My parents would take us to a rather exclusive golf course on one of our vacation islands, sign up for a round in the late afternoon when most golfers were finishing up, then find us an empty bucket for golf balls. Then we’d walk off in the direction of the 9th hole, and my mom would tell us that there were golf ball “Easter eggs” hidden in the rough patches around the golf course, and that it was our job to fill up the bucket with as many balls as we could find. For young kids, I can tell you, such a challenging and large Easter egg hunt was really exciting.

So I searched fairly systematically through all the patches of rough, proudly announcing each new egg that I had uncovered: “Mom, I found one!” I’d beam, “and this one is bright orange!”

My younger sister wasn’t as successful at locating golf ball eggs. She tended to try to pick them off the fairway, where they were sitting targets.

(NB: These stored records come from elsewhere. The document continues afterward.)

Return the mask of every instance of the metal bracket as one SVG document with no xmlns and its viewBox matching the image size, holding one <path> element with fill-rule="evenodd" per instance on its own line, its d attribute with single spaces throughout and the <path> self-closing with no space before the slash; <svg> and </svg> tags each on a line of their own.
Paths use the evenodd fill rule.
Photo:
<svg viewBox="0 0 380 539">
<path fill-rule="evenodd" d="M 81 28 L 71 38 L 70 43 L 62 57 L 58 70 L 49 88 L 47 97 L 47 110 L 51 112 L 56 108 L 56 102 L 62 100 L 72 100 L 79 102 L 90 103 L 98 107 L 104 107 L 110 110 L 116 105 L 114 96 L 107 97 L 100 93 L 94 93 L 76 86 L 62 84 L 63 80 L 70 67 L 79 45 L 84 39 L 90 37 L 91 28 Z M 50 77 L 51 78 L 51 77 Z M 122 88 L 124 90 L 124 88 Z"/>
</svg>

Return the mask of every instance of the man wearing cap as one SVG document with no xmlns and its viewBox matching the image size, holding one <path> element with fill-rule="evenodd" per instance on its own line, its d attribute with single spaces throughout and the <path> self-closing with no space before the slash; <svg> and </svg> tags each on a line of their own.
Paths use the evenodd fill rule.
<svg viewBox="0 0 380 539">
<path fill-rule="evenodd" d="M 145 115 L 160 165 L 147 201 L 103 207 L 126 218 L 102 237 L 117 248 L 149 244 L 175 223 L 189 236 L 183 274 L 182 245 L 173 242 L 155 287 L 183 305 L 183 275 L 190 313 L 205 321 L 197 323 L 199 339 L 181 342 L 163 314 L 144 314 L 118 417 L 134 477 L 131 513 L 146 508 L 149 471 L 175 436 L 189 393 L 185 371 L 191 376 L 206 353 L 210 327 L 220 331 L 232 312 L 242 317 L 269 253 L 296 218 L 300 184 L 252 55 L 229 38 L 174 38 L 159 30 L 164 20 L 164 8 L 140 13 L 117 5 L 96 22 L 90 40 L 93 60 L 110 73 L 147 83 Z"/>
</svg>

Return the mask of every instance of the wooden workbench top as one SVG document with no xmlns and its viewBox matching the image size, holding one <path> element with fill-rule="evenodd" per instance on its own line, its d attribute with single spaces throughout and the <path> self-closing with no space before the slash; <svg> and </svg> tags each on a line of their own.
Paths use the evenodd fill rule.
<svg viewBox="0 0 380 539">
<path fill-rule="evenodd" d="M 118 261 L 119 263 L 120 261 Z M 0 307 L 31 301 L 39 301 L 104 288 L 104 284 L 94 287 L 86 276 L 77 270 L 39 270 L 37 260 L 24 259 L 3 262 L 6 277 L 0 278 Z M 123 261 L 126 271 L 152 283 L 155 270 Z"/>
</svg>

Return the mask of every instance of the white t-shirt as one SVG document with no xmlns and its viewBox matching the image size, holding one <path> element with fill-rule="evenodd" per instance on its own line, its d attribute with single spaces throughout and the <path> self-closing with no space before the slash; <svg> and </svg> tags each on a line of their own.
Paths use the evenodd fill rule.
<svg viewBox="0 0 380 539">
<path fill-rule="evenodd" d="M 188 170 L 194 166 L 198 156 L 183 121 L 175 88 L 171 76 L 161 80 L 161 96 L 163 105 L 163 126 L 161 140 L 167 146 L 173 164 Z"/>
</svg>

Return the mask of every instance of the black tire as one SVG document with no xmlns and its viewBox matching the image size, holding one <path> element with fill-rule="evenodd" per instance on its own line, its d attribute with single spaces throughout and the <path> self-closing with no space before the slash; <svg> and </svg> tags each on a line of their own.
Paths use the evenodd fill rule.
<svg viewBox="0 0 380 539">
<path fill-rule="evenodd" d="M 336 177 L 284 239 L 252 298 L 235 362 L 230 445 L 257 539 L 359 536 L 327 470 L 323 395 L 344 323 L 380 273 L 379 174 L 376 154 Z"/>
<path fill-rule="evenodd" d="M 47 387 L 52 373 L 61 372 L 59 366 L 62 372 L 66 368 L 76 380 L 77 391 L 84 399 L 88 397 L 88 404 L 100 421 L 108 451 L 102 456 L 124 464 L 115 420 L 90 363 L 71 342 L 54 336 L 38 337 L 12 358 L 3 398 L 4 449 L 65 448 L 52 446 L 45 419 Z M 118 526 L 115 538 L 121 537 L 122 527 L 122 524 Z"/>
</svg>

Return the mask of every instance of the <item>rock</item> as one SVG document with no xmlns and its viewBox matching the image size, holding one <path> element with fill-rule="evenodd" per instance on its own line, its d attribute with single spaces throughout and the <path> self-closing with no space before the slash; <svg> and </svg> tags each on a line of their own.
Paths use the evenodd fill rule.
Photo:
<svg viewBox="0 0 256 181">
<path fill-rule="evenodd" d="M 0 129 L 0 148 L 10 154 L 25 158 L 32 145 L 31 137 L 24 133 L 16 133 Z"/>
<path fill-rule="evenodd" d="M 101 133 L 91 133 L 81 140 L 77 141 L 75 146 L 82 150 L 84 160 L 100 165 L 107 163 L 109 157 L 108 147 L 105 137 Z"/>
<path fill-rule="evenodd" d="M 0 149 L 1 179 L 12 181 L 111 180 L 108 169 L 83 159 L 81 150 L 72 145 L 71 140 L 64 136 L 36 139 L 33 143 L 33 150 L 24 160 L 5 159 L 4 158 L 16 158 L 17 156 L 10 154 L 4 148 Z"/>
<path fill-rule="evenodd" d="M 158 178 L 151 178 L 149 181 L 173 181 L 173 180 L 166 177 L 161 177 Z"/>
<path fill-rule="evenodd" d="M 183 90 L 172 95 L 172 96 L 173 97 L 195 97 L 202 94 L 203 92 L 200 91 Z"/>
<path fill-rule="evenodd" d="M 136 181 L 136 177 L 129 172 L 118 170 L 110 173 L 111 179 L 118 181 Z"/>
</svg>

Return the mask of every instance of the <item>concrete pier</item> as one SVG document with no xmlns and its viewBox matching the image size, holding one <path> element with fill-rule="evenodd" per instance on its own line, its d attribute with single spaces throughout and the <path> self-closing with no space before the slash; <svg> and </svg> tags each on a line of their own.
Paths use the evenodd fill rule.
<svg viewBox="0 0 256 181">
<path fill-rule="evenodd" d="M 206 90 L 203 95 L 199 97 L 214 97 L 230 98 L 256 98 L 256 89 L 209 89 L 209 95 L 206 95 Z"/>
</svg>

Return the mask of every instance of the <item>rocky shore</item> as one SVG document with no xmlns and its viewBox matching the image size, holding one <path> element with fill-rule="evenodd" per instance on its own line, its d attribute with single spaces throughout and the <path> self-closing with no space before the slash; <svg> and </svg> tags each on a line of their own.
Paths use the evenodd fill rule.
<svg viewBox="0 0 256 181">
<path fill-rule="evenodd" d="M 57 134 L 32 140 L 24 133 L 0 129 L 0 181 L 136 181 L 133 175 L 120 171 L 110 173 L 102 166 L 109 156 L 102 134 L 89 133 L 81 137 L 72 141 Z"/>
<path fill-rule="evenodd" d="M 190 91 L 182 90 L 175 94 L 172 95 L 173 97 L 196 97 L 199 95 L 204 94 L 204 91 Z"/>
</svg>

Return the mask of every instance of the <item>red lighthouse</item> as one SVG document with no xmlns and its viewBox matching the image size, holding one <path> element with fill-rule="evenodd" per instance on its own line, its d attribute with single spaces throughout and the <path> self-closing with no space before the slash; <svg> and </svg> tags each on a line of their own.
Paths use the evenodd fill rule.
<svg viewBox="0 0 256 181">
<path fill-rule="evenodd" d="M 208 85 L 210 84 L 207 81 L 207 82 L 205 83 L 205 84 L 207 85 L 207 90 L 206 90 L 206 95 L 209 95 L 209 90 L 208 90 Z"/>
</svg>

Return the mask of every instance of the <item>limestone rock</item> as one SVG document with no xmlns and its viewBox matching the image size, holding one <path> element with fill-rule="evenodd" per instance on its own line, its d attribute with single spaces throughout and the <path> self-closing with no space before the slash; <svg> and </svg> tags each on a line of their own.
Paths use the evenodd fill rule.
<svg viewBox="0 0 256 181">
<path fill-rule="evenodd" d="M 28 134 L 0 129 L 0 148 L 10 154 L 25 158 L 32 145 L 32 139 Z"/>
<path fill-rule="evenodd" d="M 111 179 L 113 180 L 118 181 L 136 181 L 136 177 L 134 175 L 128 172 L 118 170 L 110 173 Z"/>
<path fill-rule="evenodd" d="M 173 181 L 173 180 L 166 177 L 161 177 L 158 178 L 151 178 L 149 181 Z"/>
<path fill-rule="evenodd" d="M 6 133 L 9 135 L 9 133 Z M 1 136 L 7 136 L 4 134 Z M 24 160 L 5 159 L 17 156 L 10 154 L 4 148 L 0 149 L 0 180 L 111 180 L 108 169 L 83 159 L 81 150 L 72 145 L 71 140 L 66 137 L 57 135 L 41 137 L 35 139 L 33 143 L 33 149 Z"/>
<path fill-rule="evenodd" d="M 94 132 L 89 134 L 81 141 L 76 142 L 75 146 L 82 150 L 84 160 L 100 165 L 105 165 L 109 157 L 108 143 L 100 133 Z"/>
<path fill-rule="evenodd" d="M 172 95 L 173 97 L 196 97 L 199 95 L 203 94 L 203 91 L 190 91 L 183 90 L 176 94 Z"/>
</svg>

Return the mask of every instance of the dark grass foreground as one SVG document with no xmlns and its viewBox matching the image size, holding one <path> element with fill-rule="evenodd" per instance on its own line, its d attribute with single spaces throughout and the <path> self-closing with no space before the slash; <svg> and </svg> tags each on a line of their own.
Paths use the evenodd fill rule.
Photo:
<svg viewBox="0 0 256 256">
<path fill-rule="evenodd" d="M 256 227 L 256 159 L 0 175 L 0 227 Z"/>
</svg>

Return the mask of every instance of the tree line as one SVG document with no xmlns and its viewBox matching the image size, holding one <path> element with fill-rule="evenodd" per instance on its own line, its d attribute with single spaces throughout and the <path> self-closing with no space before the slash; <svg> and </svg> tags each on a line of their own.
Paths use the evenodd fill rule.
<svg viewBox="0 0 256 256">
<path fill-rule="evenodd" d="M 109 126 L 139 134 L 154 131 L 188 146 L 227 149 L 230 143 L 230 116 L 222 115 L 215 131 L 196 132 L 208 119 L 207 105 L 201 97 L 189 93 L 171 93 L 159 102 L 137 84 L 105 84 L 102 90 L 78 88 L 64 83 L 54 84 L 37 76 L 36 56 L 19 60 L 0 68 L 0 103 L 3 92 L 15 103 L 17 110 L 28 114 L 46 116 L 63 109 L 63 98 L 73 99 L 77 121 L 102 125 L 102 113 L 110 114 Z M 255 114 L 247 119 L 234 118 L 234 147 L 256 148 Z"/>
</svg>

Of course my parents would have to reel her back in, explaining that the Easter eggs were only hidden in the deeper grass.

And we would spend hours and hours on our Easter egg hunts, until the sun set and the crickets drowned out the sound of the ocean waves. We often found an annoyed golf course crew waiting for us to return so they could close their pro-shop. My sister would hand them a bucket brimming with golf balls, saying “we found all these Easter eggs!” And the cuteness of her innocent glee would melt their annoyance as they put the bucket behind the counter, eyeing my parents suspiciously.

But those were good times – where exercise was effortless and fun. Where a common goal drove an entire family to activity, and kids maintained interest in something beyond the TV set.

Now as the real Easter approaches, I imagine what it would be like to return to my childhood activities at a local golf course. I suspect that my physician colleagues would frown upon me collecting stray golf balls at their respective courses. But to tell you the truth, I think that would be more fun than actually playing a round, don’t you?